Hands doing some home maintenance work with a screwdriver.
Source: (Jake Ryan / Pexels)

Where should you keep your home maintenance savings?

A standard savings account will work, but you may want to consider options that offer a better return rate so your savings are making you money while they sit. Certificates of deposit (CDs) or IRAs aren’t great for this purpose because they may be hard to pull money from or charge a penalty fee for early access.

Better options include a high-yield savings account or a money market account where you’ll still get a solid return rate, and you can easily withdraw the funds as needed.

What will your home maintenance budget go toward?

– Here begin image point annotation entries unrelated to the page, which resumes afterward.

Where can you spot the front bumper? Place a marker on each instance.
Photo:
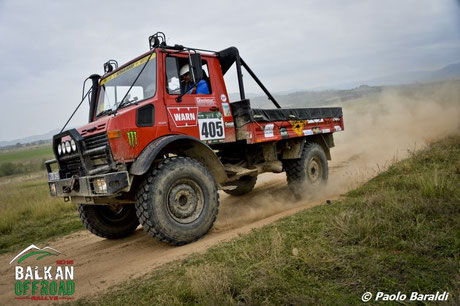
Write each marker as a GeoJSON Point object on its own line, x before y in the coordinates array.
{"type": "Point", "coordinates": [87, 186]}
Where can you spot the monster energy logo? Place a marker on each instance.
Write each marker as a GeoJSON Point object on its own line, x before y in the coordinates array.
{"type": "Point", "coordinates": [132, 138]}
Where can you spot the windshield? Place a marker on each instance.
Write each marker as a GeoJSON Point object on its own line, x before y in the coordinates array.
{"type": "Point", "coordinates": [115, 86]}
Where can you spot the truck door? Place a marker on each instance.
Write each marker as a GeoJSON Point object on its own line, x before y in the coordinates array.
{"type": "Point", "coordinates": [200, 115]}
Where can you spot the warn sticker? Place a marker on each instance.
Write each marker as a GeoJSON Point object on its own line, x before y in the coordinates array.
{"type": "Point", "coordinates": [183, 116]}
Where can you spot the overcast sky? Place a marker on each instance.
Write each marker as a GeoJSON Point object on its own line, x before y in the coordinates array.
{"type": "Point", "coordinates": [49, 47]}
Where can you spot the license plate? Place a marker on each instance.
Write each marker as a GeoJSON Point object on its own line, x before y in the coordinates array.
{"type": "Point", "coordinates": [53, 176]}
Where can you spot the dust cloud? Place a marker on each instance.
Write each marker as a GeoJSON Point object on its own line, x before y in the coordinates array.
{"type": "Point", "coordinates": [379, 130]}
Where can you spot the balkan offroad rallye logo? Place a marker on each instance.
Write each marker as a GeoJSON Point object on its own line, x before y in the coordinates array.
{"type": "Point", "coordinates": [35, 280]}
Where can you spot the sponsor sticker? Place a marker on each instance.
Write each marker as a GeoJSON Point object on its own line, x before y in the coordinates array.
{"type": "Point", "coordinates": [316, 130]}
{"type": "Point", "coordinates": [284, 133]}
{"type": "Point", "coordinates": [183, 116]}
{"type": "Point", "coordinates": [211, 125]}
{"type": "Point", "coordinates": [315, 121]}
{"type": "Point", "coordinates": [205, 101]}
{"type": "Point", "coordinates": [226, 109]}
{"type": "Point", "coordinates": [268, 131]}
{"type": "Point", "coordinates": [297, 126]}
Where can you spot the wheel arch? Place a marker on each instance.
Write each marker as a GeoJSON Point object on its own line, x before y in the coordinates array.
{"type": "Point", "coordinates": [326, 141]}
{"type": "Point", "coordinates": [181, 145]}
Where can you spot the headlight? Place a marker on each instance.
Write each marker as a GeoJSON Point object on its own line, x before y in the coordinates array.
{"type": "Point", "coordinates": [73, 145]}
{"type": "Point", "coordinates": [100, 185]}
{"type": "Point", "coordinates": [67, 146]}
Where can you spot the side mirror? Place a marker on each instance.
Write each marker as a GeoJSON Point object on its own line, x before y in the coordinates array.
{"type": "Point", "coordinates": [197, 66]}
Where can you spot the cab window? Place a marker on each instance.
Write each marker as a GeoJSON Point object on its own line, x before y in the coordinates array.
{"type": "Point", "coordinates": [174, 82]}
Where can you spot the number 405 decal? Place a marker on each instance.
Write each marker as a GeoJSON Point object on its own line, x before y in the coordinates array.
{"type": "Point", "coordinates": [211, 126]}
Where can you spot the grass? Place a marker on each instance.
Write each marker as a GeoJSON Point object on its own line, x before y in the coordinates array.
{"type": "Point", "coordinates": [29, 215]}
{"type": "Point", "coordinates": [24, 160]}
{"type": "Point", "coordinates": [398, 232]}
{"type": "Point", "coordinates": [27, 154]}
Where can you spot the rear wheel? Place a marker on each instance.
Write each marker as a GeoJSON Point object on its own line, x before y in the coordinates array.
{"type": "Point", "coordinates": [178, 201]}
{"type": "Point", "coordinates": [243, 185]}
{"type": "Point", "coordinates": [110, 222]}
{"type": "Point", "coordinates": [310, 171]}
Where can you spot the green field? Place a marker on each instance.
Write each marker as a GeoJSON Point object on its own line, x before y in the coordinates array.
{"type": "Point", "coordinates": [28, 214]}
{"type": "Point", "coordinates": [27, 154]}
{"type": "Point", "coordinates": [398, 232]}
{"type": "Point", "coordinates": [24, 160]}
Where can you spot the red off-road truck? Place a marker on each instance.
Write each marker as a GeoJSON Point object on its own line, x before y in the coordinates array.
{"type": "Point", "coordinates": [154, 155]}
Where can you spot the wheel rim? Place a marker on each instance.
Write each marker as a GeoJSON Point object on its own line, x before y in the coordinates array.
{"type": "Point", "coordinates": [314, 170]}
{"type": "Point", "coordinates": [185, 201]}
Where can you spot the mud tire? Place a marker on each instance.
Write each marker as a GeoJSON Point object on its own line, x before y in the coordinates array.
{"type": "Point", "coordinates": [103, 221]}
{"type": "Point", "coordinates": [243, 185]}
{"type": "Point", "coordinates": [178, 201]}
{"type": "Point", "coordinates": [308, 172]}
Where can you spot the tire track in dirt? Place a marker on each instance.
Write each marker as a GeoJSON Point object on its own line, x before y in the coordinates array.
{"type": "Point", "coordinates": [100, 263]}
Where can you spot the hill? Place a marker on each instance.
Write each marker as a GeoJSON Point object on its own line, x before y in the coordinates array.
{"type": "Point", "coordinates": [397, 233]}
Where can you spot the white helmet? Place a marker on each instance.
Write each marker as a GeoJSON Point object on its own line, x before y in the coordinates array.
{"type": "Point", "coordinates": [184, 69]}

Generally speaking, home maintenance is performed in order to keep your property in the condition it is currently in, while renovations or upgrades are done when you want to change or improve something.

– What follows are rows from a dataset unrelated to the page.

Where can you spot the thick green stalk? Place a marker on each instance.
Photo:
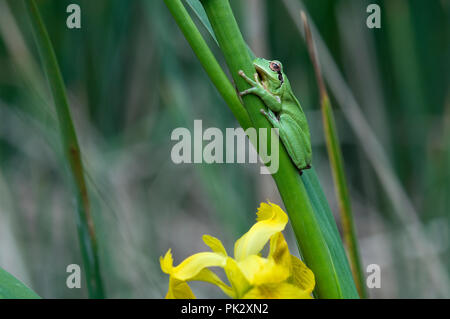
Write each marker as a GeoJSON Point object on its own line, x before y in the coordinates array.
{"type": "Point", "coordinates": [85, 224]}
{"type": "Point", "coordinates": [320, 255]}
{"type": "Point", "coordinates": [337, 167]}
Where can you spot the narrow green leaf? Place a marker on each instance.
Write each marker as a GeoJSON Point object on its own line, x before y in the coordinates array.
{"type": "Point", "coordinates": [12, 288]}
{"type": "Point", "coordinates": [71, 149]}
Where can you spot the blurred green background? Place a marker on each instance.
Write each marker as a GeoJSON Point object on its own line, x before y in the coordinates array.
{"type": "Point", "coordinates": [132, 78]}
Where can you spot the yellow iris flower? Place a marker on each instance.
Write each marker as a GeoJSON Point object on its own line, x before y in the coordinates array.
{"type": "Point", "coordinates": [279, 275]}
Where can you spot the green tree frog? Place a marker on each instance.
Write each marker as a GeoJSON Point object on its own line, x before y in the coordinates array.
{"type": "Point", "coordinates": [284, 112]}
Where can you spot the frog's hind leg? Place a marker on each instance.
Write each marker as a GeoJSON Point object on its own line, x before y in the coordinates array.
{"type": "Point", "coordinates": [271, 117]}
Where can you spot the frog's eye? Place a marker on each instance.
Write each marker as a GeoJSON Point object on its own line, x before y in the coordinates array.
{"type": "Point", "coordinates": [275, 67]}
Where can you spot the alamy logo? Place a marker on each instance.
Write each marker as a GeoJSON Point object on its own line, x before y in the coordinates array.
{"type": "Point", "coordinates": [235, 146]}
{"type": "Point", "coordinates": [74, 19]}
{"type": "Point", "coordinates": [374, 278]}
{"type": "Point", "coordinates": [74, 279]}
{"type": "Point", "coordinates": [374, 19]}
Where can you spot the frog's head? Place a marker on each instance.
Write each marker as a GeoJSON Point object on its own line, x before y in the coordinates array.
{"type": "Point", "coordinates": [270, 73]}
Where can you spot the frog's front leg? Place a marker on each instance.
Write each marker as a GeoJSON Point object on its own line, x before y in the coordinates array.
{"type": "Point", "coordinates": [271, 101]}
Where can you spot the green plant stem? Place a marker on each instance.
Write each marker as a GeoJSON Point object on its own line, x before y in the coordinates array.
{"type": "Point", "coordinates": [337, 167]}
{"type": "Point", "coordinates": [208, 61]}
{"type": "Point", "coordinates": [331, 281]}
{"type": "Point", "coordinates": [72, 153]}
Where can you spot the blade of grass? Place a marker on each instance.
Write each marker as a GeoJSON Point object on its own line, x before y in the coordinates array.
{"type": "Point", "coordinates": [337, 167]}
{"type": "Point", "coordinates": [12, 288]}
{"type": "Point", "coordinates": [208, 61]}
{"type": "Point", "coordinates": [314, 238]}
{"type": "Point", "coordinates": [403, 207]}
{"type": "Point", "coordinates": [85, 224]}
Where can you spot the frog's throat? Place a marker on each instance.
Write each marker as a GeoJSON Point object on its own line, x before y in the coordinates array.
{"type": "Point", "coordinates": [263, 77]}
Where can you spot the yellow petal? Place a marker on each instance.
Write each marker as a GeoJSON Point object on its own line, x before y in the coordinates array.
{"type": "Point", "coordinates": [277, 291]}
{"type": "Point", "coordinates": [207, 275]}
{"type": "Point", "coordinates": [215, 244]}
{"type": "Point", "coordinates": [271, 219]}
{"type": "Point", "coordinates": [166, 262]}
{"type": "Point", "coordinates": [302, 276]}
{"type": "Point", "coordinates": [179, 290]}
{"type": "Point", "coordinates": [279, 250]}
{"type": "Point", "coordinates": [236, 278]}
{"type": "Point", "coordinates": [259, 270]}
{"type": "Point", "coordinates": [192, 265]}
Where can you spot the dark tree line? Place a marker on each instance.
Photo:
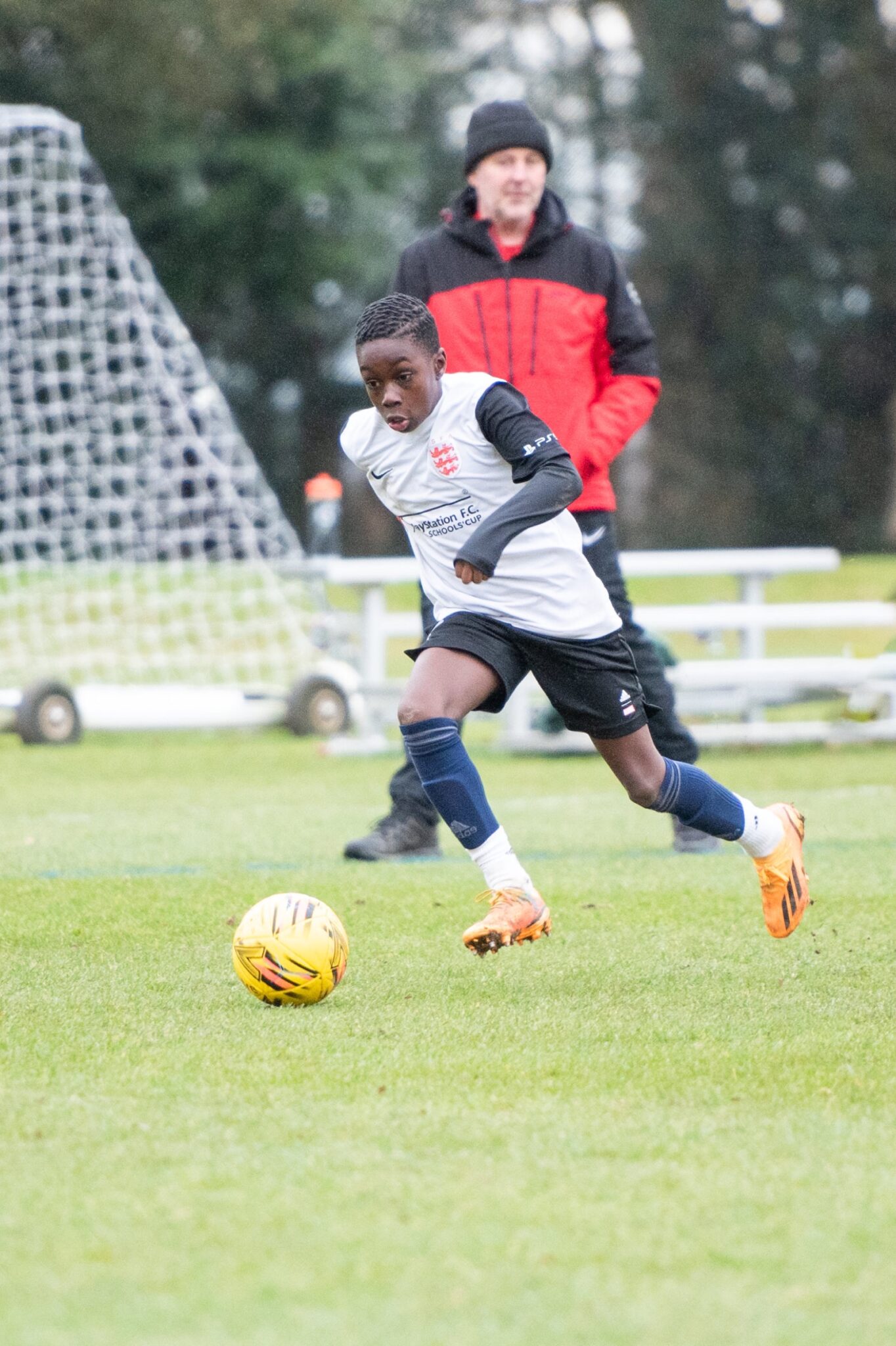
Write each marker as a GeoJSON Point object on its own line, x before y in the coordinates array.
{"type": "Point", "coordinates": [275, 158]}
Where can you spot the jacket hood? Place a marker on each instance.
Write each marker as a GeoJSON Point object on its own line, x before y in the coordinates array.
{"type": "Point", "coordinates": [550, 221]}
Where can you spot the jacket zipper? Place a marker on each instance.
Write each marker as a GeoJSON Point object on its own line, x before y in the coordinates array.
{"type": "Point", "coordinates": [510, 330]}
{"type": "Point", "coordinates": [535, 330]}
{"type": "Point", "coordinates": [482, 330]}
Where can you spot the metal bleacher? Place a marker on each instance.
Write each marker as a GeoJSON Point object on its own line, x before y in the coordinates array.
{"type": "Point", "coordinates": [725, 699]}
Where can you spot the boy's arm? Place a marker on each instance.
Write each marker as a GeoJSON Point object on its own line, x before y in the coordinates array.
{"type": "Point", "coordinates": [536, 458]}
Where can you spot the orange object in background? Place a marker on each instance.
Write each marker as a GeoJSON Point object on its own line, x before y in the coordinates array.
{"type": "Point", "coordinates": [323, 511]}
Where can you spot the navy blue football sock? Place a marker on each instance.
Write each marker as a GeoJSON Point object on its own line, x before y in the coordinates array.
{"type": "Point", "coordinates": [700, 801]}
{"type": "Point", "coordinates": [450, 779]}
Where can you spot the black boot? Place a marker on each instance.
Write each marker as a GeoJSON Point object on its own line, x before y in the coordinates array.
{"type": "Point", "coordinates": [399, 836]}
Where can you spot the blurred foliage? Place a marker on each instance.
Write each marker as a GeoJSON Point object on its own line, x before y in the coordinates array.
{"type": "Point", "coordinates": [770, 267]}
{"type": "Point", "coordinates": [273, 160]}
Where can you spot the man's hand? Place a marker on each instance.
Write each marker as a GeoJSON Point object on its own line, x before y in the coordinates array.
{"type": "Point", "coordinates": [468, 574]}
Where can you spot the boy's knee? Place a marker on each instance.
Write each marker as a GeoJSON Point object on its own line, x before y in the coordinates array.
{"type": "Point", "coordinates": [412, 710]}
{"type": "Point", "coordinates": [642, 793]}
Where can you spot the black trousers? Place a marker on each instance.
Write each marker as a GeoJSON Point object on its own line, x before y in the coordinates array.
{"type": "Point", "coordinates": [669, 734]}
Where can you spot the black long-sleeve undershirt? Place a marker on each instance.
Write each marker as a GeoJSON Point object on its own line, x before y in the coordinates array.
{"type": "Point", "coordinates": [537, 458]}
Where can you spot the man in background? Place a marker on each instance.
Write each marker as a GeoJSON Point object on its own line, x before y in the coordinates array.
{"type": "Point", "coordinates": [521, 292]}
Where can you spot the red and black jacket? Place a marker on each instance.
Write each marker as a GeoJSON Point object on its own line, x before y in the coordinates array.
{"type": "Point", "coordinates": [558, 321]}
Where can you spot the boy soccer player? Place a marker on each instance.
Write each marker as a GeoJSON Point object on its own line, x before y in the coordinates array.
{"type": "Point", "coordinates": [481, 486]}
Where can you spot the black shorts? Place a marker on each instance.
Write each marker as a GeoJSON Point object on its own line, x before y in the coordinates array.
{"type": "Point", "coordinates": [593, 684]}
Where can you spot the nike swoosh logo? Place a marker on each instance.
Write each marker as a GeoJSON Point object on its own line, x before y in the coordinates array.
{"type": "Point", "coordinates": [590, 539]}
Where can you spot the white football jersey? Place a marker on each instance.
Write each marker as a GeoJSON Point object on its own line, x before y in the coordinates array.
{"type": "Point", "coordinates": [441, 481]}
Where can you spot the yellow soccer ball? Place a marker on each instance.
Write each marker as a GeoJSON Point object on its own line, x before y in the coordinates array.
{"type": "Point", "coordinates": [290, 949]}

A home maintenance budget should focus primarily on routine upkeep, repairs/fixes, and prevention of bigger problems, rather than larger projects like gutting and replacing a bathroom or kitchen. Of course, there might be times when there’s some overlap. For instance, if you’re faced with replacing a leaky faucet, it might make sense to upgrade to a nicer fixture.

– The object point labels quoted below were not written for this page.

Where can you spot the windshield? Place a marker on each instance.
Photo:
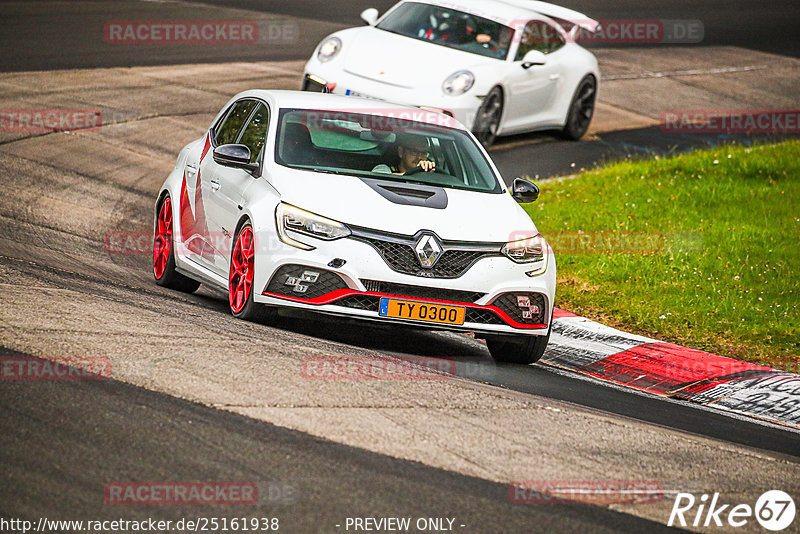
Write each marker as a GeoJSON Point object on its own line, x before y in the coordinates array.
{"type": "Point", "coordinates": [379, 146]}
{"type": "Point", "coordinates": [448, 27]}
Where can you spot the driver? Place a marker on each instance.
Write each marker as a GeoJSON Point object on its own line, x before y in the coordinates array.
{"type": "Point", "coordinates": [413, 152]}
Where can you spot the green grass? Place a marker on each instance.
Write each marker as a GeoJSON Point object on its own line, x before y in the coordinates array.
{"type": "Point", "coordinates": [712, 259]}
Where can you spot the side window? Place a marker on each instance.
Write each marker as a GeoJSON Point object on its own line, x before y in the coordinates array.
{"type": "Point", "coordinates": [227, 130]}
{"type": "Point", "coordinates": [538, 35]}
{"type": "Point", "coordinates": [255, 134]}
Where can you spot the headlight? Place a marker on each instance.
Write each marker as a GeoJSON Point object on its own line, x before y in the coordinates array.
{"type": "Point", "coordinates": [458, 83]}
{"type": "Point", "coordinates": [533, 250]}
{"type": "Point", "coordinates": [329, 48]}
{"type": "Point", "coordinates": [291, 219]}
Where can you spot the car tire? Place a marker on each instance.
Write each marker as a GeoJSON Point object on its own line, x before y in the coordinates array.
{"type": "Point", "coordinates": [240, 279]}
{"type": "Point", "coordinates": [487, 120]}
{"type": "Point", "coordinates": [527, 349]}
{"type": "Point", "coordinates": [164, 253]}
{"type": "Point", "coordinates": [581, 109]}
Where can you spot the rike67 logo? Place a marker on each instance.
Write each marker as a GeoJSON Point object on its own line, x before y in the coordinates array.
{"type": "Point", "coordinates": [774, 510]}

A close-up of paint being poured into a tray which could be used for home maintenance.
Source: (Bidvine / Pexels)

Common home maintenance items

Drilling down into the specifics, what types of things would fall into the home maintenance category? Taylor offers some examples of preventative items and common fixes:


  • Have the HVAC system routinely serviced (following an HVAC maintenance checklist can help keep your system running smoothly).
  • Replace air filters as recommended by the manufacturer (check out this handy timing guide).
  • Vacuum air vents to remove dust as needed.
  • Run hot and cold water in bathrooms that are not often used to prevent sewer gas from leaking into the home.
  • Repair any grout cracks in wet areas with silicone caulk.
  • Clean garbage disposals (Taylor recommends using ice cubes as a thrifty solution).
  • Turn valves under sinks at least once a year to prevent them from getting stuck.
  • Service kitchen appliances as needed to keep them in good working order (Mr. Appliance offers some preventative maintenance tips).
  • Repair squeaky door hinges (try this tip to silence them without the use of any toxic chemicals).
  • Clean out/lubricate window tracks.
  • Clean out faucet aerators to remove hard-water deposits.
  • Test all smoke alarms and replace batteries as needed.
  • Check fire extinguishers once a year to make sure they haven’t expired.
  • Take care of any pest or termite control needs.


  • Seal and/or stain the deck as needed.
  • Clean out yard drains to remove excess leaves and prevent clogs (here’s how).
  • Trim trees and bushes.
  • Touch up any peeling or faded paint (a fresh coat of exterior paint has been shown to increase the home’s value).
  • Freshen up mulch and plants seasonally.

Plan for home maintenance now, and you’ll be grateful when you sell

By having a home maintenance budget, you’ll be better able to keep up with day-to-day upkeep. That means when it comes time to put your home on the market, you’ll already be ahead of the game.

Instead of rushing to take care of a long list of repairs and deferred maintenance, you’ll have more time to focus on decluttering, packing, staging, and enhancing curb appeal to help sell your home faster. Proper maintenance will also preserve your home’s value long term so you can command a price you’re happy with when the time comes to sell.